Monday, the Colorado Supreme Court declined to hear the appeal of an appellate court ruling that the owners of Masterpiece Cakeshop broke the law in refusing to sell a wedding cake to a same-sex couple in 2012. The amazing part is not that the Supreme Court had to get involved over a cake, but that anyone thought the case could go any other way.

This all began when David Mullins and Charlie Craig tried to buy a wedding cake from the Masterpiece Cakeshop in the Denver suburb of Lakewood. Mullins and Craig were planning to get married in Massachusetts but wanted their reception in Colorado. The store owner, Jack Phillips, refused citing his religious objection to same-sex marriage.

In 2013, an administrative law judge ruled that requiring Masterpiece Cakeshop to offer the same service to gay couples as heterosexual couples did not violate Phillips’ freedom of speech or religion. In 2014, the Colorado Civil Rights Commission agreed and ordered Phillips to submit quarterly reports for two years showing he was changing his discriminatory practices. Last August, the Colorado Court of Appeals unanimously upheld both the judge and the Civil Rights Commission. It was that ruling the high court declined to reconsider.

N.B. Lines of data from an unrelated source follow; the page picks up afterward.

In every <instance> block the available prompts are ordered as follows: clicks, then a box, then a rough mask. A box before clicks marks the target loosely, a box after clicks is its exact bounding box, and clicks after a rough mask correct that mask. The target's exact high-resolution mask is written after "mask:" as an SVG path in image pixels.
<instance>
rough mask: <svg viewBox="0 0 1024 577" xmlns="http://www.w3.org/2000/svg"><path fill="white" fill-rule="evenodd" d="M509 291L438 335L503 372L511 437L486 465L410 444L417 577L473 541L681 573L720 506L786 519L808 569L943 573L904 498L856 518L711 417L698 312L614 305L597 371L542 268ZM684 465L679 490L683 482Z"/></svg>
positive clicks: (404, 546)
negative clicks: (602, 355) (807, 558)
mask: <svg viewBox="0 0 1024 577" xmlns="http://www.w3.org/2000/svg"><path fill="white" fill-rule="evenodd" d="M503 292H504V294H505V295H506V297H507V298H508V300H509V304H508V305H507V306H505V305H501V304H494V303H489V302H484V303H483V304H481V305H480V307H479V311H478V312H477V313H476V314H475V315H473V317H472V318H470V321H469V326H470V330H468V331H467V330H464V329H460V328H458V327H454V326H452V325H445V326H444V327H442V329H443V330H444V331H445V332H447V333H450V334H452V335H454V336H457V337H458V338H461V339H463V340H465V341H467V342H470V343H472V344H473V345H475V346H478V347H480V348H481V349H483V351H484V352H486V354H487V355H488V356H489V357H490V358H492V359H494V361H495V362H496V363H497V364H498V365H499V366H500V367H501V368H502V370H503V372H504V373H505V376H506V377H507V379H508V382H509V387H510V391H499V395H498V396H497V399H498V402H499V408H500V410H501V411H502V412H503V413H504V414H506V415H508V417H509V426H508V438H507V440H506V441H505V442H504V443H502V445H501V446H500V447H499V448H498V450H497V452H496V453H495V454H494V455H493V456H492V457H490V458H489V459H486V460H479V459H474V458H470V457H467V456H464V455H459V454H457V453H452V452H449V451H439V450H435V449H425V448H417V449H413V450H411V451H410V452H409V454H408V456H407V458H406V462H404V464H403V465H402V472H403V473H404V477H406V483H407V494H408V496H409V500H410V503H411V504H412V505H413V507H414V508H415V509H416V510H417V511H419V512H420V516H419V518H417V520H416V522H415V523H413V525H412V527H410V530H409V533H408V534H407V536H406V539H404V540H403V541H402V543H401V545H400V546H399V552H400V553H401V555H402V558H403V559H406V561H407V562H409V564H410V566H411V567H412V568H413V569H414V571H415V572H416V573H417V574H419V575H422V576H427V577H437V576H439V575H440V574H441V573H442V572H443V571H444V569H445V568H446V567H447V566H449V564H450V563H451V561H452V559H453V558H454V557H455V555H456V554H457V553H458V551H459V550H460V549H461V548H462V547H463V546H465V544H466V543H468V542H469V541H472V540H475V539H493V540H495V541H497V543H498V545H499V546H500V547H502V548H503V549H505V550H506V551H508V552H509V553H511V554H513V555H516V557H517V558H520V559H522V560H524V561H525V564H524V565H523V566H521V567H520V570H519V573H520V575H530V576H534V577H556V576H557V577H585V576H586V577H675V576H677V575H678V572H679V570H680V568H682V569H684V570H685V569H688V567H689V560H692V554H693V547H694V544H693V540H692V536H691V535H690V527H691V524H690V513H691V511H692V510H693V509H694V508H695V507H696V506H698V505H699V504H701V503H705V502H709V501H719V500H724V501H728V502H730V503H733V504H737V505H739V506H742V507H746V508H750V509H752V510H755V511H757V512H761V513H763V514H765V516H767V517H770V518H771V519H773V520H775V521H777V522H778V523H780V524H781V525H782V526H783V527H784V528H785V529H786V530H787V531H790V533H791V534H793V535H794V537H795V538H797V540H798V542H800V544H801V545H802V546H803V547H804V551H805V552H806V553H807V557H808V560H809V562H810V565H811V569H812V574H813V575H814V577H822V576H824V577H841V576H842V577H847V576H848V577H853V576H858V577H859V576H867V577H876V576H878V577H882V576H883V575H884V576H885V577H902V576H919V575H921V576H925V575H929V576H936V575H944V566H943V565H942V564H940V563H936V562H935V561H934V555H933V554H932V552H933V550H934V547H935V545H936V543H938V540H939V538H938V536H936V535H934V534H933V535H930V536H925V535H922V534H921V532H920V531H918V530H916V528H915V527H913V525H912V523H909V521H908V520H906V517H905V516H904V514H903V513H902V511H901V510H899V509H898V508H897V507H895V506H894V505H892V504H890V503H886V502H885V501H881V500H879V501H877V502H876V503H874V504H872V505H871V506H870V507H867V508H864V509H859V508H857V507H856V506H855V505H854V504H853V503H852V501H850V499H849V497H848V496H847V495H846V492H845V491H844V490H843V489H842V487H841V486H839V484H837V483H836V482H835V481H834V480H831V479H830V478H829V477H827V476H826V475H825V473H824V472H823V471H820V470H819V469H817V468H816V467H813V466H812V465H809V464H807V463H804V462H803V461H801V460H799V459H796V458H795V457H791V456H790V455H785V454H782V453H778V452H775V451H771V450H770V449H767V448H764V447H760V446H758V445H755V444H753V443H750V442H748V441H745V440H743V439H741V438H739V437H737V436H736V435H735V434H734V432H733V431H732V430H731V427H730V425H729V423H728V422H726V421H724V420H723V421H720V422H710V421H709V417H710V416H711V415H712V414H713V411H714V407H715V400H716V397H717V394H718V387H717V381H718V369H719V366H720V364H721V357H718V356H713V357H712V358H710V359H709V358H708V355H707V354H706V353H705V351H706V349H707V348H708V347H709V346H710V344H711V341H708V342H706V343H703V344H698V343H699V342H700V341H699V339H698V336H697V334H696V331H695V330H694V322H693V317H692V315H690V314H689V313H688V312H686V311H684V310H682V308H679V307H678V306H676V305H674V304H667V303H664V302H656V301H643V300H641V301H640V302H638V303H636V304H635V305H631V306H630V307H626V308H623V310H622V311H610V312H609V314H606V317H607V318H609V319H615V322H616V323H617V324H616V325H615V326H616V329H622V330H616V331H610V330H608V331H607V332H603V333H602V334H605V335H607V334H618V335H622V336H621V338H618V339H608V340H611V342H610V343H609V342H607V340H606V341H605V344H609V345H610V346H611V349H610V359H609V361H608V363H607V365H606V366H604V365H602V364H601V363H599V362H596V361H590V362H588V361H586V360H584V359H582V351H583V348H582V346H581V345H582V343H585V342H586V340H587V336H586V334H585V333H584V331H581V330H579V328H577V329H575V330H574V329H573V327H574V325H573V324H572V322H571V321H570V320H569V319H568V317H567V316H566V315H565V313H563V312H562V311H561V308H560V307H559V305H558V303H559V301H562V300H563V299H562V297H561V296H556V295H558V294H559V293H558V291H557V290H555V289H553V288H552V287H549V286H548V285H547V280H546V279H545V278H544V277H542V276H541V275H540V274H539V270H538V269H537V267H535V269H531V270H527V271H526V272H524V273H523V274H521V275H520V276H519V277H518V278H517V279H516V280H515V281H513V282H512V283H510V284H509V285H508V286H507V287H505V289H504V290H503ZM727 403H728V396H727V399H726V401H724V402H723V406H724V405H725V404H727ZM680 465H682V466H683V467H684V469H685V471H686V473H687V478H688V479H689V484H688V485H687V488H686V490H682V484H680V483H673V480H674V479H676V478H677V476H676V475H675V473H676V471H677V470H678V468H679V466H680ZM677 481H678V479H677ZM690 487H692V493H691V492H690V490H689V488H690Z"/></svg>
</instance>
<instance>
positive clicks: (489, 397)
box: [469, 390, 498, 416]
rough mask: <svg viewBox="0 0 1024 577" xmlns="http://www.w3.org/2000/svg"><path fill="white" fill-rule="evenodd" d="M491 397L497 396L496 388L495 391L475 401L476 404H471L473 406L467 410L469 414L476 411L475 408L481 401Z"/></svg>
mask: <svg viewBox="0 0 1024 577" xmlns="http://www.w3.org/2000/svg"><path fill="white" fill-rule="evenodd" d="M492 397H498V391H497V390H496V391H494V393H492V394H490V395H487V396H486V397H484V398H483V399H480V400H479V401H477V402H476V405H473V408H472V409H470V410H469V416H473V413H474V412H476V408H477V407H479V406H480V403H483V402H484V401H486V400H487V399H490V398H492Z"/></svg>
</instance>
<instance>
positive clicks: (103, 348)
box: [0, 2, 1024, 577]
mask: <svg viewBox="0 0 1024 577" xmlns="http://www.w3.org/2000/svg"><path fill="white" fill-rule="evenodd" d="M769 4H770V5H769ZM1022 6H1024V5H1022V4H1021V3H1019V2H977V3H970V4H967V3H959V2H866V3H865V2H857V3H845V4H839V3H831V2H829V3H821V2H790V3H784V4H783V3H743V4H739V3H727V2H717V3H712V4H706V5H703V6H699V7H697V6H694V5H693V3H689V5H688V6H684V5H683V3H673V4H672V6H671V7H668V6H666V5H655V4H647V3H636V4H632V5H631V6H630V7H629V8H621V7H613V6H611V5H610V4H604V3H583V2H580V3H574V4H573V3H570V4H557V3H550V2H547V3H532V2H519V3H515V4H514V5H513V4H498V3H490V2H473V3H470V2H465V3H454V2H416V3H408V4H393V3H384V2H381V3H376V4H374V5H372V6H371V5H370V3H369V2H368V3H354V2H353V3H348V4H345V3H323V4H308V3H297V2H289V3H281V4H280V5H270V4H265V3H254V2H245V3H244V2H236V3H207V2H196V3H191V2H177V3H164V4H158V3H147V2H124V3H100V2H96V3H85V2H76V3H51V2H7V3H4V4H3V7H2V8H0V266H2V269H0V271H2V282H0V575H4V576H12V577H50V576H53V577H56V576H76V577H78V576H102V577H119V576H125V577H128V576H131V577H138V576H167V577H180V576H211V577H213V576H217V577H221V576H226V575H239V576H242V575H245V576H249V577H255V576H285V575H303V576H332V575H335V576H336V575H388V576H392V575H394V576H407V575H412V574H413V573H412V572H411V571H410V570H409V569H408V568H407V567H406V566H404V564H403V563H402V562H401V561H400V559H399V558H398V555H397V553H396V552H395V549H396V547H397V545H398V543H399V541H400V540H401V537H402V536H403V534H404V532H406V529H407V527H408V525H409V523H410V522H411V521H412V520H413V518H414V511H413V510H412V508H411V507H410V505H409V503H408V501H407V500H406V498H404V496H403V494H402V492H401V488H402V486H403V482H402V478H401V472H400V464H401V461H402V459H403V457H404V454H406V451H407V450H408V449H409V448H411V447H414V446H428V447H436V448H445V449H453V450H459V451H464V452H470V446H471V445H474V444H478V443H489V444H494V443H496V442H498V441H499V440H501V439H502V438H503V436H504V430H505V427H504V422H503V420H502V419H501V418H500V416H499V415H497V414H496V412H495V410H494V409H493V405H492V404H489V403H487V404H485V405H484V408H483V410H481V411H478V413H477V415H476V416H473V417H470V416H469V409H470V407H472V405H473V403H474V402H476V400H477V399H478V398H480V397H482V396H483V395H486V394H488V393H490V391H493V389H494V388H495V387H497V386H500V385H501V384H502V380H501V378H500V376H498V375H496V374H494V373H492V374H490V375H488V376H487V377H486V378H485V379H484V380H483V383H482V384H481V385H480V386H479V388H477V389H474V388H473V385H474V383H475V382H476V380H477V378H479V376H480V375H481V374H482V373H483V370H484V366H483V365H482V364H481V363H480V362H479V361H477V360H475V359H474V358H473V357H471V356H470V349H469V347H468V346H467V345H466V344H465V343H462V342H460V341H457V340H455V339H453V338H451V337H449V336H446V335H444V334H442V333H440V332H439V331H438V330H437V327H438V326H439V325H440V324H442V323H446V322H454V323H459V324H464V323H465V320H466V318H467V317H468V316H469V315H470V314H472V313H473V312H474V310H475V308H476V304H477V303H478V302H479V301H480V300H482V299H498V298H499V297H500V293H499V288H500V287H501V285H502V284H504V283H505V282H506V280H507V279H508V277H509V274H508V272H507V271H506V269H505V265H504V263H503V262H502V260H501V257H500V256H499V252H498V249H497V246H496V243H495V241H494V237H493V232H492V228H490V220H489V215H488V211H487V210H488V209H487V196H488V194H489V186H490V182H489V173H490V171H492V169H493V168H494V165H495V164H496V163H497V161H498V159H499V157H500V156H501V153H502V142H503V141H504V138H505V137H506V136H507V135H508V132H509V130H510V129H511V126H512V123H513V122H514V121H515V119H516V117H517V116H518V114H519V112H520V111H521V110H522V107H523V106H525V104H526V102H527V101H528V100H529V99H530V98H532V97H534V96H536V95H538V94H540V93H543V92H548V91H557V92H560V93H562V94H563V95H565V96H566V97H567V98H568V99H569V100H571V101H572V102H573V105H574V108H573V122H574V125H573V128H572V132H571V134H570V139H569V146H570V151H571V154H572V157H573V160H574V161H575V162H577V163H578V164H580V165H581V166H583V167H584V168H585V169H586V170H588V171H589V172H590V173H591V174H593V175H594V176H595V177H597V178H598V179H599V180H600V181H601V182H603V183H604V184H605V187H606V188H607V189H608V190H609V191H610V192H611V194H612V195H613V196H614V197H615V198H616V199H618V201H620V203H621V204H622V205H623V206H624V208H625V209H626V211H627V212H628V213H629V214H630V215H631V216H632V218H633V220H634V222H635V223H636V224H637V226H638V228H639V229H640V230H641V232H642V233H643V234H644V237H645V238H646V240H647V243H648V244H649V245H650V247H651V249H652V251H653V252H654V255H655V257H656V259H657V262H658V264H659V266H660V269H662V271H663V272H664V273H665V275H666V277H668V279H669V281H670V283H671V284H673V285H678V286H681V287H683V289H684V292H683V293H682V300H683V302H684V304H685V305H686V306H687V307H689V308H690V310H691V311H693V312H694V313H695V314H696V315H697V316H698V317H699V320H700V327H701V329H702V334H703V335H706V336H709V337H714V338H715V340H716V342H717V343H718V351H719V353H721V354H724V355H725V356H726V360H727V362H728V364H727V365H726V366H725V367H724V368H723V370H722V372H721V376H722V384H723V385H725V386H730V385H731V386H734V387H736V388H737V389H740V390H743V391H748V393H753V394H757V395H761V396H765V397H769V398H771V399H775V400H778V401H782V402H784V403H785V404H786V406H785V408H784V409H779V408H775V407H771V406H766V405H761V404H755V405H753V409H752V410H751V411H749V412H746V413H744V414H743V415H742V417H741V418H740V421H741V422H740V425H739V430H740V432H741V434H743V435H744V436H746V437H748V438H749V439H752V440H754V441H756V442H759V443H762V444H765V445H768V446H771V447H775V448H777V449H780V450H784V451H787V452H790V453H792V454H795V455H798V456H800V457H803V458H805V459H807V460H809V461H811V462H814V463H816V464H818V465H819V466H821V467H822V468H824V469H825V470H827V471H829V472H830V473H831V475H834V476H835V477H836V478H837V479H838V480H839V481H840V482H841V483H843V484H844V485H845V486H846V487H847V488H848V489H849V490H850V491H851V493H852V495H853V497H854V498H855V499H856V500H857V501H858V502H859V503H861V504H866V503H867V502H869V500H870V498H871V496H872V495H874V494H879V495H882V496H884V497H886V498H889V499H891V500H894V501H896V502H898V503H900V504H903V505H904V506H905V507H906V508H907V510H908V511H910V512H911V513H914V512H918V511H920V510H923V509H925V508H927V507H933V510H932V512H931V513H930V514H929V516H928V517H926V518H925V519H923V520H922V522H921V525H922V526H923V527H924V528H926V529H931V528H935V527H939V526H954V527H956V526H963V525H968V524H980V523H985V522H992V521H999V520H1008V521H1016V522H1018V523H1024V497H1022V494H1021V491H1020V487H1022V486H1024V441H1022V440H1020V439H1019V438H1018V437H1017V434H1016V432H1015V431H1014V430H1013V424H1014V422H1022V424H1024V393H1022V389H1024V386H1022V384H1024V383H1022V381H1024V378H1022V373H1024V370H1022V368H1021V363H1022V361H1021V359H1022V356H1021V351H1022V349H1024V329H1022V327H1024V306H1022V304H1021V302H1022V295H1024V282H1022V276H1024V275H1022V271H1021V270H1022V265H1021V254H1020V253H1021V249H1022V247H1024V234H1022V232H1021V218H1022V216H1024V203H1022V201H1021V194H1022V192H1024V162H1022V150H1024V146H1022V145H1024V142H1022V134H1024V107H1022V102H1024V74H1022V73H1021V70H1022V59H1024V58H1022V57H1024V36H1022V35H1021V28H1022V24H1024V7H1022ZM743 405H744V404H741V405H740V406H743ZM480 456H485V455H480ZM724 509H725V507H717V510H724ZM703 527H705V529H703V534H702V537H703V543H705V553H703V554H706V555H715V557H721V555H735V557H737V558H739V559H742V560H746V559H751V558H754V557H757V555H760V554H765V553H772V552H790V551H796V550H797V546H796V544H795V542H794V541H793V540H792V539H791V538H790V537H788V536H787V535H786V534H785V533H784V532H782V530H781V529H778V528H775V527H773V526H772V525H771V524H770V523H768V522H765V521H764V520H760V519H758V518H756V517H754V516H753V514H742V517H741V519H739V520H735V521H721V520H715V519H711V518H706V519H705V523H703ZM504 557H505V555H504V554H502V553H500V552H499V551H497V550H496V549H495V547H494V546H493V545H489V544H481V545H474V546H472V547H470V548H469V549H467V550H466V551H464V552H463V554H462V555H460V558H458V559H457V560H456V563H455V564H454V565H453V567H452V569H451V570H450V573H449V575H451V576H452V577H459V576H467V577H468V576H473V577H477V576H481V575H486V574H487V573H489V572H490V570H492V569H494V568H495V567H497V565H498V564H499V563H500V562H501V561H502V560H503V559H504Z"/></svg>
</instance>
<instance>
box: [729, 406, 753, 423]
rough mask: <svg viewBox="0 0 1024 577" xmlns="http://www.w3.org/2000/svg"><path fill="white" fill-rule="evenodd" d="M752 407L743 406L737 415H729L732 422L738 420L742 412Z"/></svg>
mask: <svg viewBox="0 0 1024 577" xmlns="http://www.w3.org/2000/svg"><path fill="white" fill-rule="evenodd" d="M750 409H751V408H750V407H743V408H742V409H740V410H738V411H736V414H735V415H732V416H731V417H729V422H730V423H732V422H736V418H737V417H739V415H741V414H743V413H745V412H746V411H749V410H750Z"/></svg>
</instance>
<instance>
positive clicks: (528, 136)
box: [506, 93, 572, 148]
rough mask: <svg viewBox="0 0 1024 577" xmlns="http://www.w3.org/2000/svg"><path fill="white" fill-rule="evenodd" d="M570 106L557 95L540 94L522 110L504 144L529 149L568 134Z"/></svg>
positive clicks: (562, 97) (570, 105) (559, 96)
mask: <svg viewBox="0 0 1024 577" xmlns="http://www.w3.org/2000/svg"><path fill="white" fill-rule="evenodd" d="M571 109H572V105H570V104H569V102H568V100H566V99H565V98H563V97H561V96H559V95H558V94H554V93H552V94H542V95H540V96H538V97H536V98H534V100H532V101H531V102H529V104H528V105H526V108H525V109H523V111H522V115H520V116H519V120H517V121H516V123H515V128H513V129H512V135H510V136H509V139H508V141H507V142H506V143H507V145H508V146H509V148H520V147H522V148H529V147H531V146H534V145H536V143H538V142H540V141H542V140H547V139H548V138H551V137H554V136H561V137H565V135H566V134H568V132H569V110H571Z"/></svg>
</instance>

According to the Colorado Department of Regulatory Agencies, the law says: “Places of public accommodation include a restaurant, hospital, hotel, retail store and public transportation, among others. Prohibited discriminatory practices in places of public accommodation ... include these adverse actions: denial of service, terms and conditions, unequal treatment, failure to accommodate and retaliation. Protected classes for places of public accommodation are: race, color, disability, sex, sexual orientation (including transgender status), national origin/ancestry, creed, marital status and retaliation.”

A lunch counter cannot refuse to serve blacks. Country clubs cannot say “No Jews need apply.” Help wanted ads cannot rule out Irish, Chinese or any other ancestry. As a nation, we sorted out most of that 50 years ago.

And in the 21st century, a business open to the public must accommodate those in same-sex marriages. It is the law, and it is rather simple.